The new dual cyclone system with water injection of the present invention, as shown in FIGS. 3 & 4, consists of a first cyclone 40 and a second cyclone 42. Pulp to be classified is fed into tabloid intake 44, forming a volute within the body of the first cyclone 40 in a horizontal plane. The overflow of material from within the upper section 46 of the first cyclone 40 takes place through a first discharge chamber 48, which is attached to the first cyclone 40 through a vortex locator tube 50, which projects into the first discharge chamber 48. The diameter of the first discharge chamber 48 may preferably be equal in diameter to the upper section 46 of the first cyclone 40. The overflow moves out through the upper pipe 52 located alongside the horizontal plane or forming volute within the first discharge chamber 48, as shown in FIG. 4. Water is added through duct 56.

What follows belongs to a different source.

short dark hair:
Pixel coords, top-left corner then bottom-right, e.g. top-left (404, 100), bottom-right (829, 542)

A selectively, axially-positionable member 60, which is equipped with a position modulating device 62 in the axial position, is located near the bottom 64 of, and is connected to the first cyclone 40 through a flexible membrane 66, which allows for controlling the amount of material or pulp from the first cyclone 40 to the second cyclone 42. In this arrangement of choice, shown in FIG. 4, the selectively, axially-positionable member 60 comprises a cylindrical member 67 having an inverted cone top 68 which is axially adjustable by the position modulating device 62, here show as an axially movable rod 69. In other arrangements of choice, the upper part 70 of the selectively, axially positionable member 60 may be spherical, as shown in FIG. 5, or an elliptical-shaped surface 71, as shown in FIG. 6.
Transfer area 72, 73 is a circular to tabloid interface section taking place in the second cyclone 42 feed volute 74. The second cyclone 42 overflows through a second discharge chamber 76, which is attached to the second cyclone 42 by a vortex location tube 78, the pulp or material entering into the discharge chamber 76 and discharging out through the upper pipe 80 located in a horizontal plane, alongside or forming a volute within the second discharge chamber 76. Preferably, the diameter of the second discharge chamber 76 is equal to the diameter of the upper section 82 of the second cyclone 42.
The axial positioning or modulation of the selectively, axially-positionable member 60 may be done manually by means of the flywheel 82, or by other suitable means including, but not limited to that of electromechanic, hydraulic, air-operated devices or similar means.